This peach pie is made with a sweet cream filling and fresh sliced peaches. The peaches are arranged in a partially baked pie crust and then a rich sweetened cream mixture is poured over the peaches. Nectarines may be used for this pie as well.
- Pastry for Crust:
- 1 1/3 cups flour (all-purpose)
- 1 tablespoon sugar (granulated)
- 1/2 (scant) teaspoon salt
- 4 tablespoons chilled butter (or shortening, cut into small pieces)
- 3 to 6 tablespoons ice-cold water
- 4 tablespoons flour
- 1 cup sugar (granulated)
- 1 cup heavy cream
- 1/8 teaspoon salt
- 1/4 teaspoon almond extract
- 1/2 teaspoon nutmeg
- 6 to 8 medium ripe peaches (peeled, pitted, cut into quarters or eighths)

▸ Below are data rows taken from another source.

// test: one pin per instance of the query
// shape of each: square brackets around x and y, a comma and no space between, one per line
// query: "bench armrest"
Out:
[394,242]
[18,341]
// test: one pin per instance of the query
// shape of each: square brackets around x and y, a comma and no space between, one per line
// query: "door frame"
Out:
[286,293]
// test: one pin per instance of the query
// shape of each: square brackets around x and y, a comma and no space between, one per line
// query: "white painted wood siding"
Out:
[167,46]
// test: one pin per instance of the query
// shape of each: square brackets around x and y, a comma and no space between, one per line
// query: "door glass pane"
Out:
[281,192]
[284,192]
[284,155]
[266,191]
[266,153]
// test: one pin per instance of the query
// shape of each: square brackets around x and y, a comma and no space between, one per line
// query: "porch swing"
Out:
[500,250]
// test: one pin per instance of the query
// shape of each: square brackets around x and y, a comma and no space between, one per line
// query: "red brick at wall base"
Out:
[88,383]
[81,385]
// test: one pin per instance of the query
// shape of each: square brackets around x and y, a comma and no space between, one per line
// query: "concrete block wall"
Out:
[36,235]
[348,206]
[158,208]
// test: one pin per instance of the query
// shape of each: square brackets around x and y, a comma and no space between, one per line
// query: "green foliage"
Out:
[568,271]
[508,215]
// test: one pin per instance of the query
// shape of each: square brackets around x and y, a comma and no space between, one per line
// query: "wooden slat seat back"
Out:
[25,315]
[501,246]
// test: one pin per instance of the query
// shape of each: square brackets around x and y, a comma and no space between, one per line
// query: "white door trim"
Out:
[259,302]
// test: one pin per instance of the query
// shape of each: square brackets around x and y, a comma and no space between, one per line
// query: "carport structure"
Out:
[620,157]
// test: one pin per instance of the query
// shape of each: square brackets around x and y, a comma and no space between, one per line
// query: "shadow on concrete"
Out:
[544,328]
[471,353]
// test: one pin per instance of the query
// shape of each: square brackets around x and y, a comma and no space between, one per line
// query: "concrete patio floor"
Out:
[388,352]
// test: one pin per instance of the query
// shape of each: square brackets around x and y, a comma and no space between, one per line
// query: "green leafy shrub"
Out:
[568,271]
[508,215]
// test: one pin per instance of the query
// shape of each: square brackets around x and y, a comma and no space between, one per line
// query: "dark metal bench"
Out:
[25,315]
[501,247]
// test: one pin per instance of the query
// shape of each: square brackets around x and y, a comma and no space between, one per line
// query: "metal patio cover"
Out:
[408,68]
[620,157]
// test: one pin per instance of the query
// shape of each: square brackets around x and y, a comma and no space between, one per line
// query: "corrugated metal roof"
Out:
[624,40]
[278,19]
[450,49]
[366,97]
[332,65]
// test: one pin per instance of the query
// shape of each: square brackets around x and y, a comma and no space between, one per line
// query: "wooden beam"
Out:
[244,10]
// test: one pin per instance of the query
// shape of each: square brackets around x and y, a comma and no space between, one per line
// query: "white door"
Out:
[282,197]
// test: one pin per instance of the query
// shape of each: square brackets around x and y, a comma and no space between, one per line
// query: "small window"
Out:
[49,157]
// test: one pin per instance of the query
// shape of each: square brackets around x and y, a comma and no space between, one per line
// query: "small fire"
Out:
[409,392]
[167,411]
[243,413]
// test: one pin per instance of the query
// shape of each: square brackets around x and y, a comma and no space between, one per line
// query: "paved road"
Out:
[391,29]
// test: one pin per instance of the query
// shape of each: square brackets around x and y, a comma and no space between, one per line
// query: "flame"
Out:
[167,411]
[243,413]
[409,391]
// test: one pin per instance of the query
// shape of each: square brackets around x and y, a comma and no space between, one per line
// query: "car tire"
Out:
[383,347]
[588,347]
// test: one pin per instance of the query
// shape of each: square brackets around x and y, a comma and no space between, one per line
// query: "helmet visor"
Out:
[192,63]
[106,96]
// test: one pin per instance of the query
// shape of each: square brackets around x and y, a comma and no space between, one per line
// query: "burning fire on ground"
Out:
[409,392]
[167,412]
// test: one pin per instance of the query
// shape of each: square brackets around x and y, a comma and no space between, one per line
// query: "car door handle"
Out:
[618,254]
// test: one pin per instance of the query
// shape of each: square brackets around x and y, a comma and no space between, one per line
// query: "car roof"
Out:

Put the 1 1/3 cups of flour, 1 tablespoon of sugar, and 1/2 teaspoon of salt in the bowl of a food processor and pulse several times to blend thoroughly.
Sprinkle the pieces of butter or shortening over the flour. Pulse about 6 times in one-second bursts. The mixture should resemble coarse crumbs with some visible pieces about the size of small peas.
Sprinkle 4 tablespoons of ice water over the flour mixture and then put the lid back on and pulse about 8 to 10 times.
The dough should clump with squeezed in your hand. If it is still crumbling, sprinkle with more ice water, about 2 teaspoons at a time, and pulse a few more times. Repeat until the dough clumps together when squeezed.
Dump the dough out onto a floured surface and knead a few times. Shape it into a flat disk, wrap in plastic wrap, and refrigerate for 20 to 30 minutes.
Heat the oven to 450 F.
Roll the dough into an 11- to 12-inch circle. Fit the dough into a 9-inch pie plate and flute the edges. Press a sheet of foil or parchment paper over the bottom and up the sides of the crust. Fill with pie weights or dry beans and bake for about 10 minutes, or until it just begins to color.
Remove the pie crust from the oven and remove the pie weights and foil or paper.
In a bowl, combine 4 tablespoons of flour and 1 cup of granulated sugar; blend well. Add cream, 1/8 teaspoon of salt, almond extract, and nutmeg; beat to blend well.
Arrange peach slices in 1 layer in the partially baked crust, so they are resting spoon fashioned, close together. Fill any spaces with more peach slices. Pour the cream filling over the peaches.
Return pie to hot oven (450 F) and bake for 10 minutes.
Reduce heat to 350 F and bake for 35 to 45 minutes longer, or until peaches are cooked and filling is just set. As soon as filling is not jiggly, remove it to a rack to cool.
If the crust edge browns before the filling is fully cooked, cover it with a foil ring or pie shield.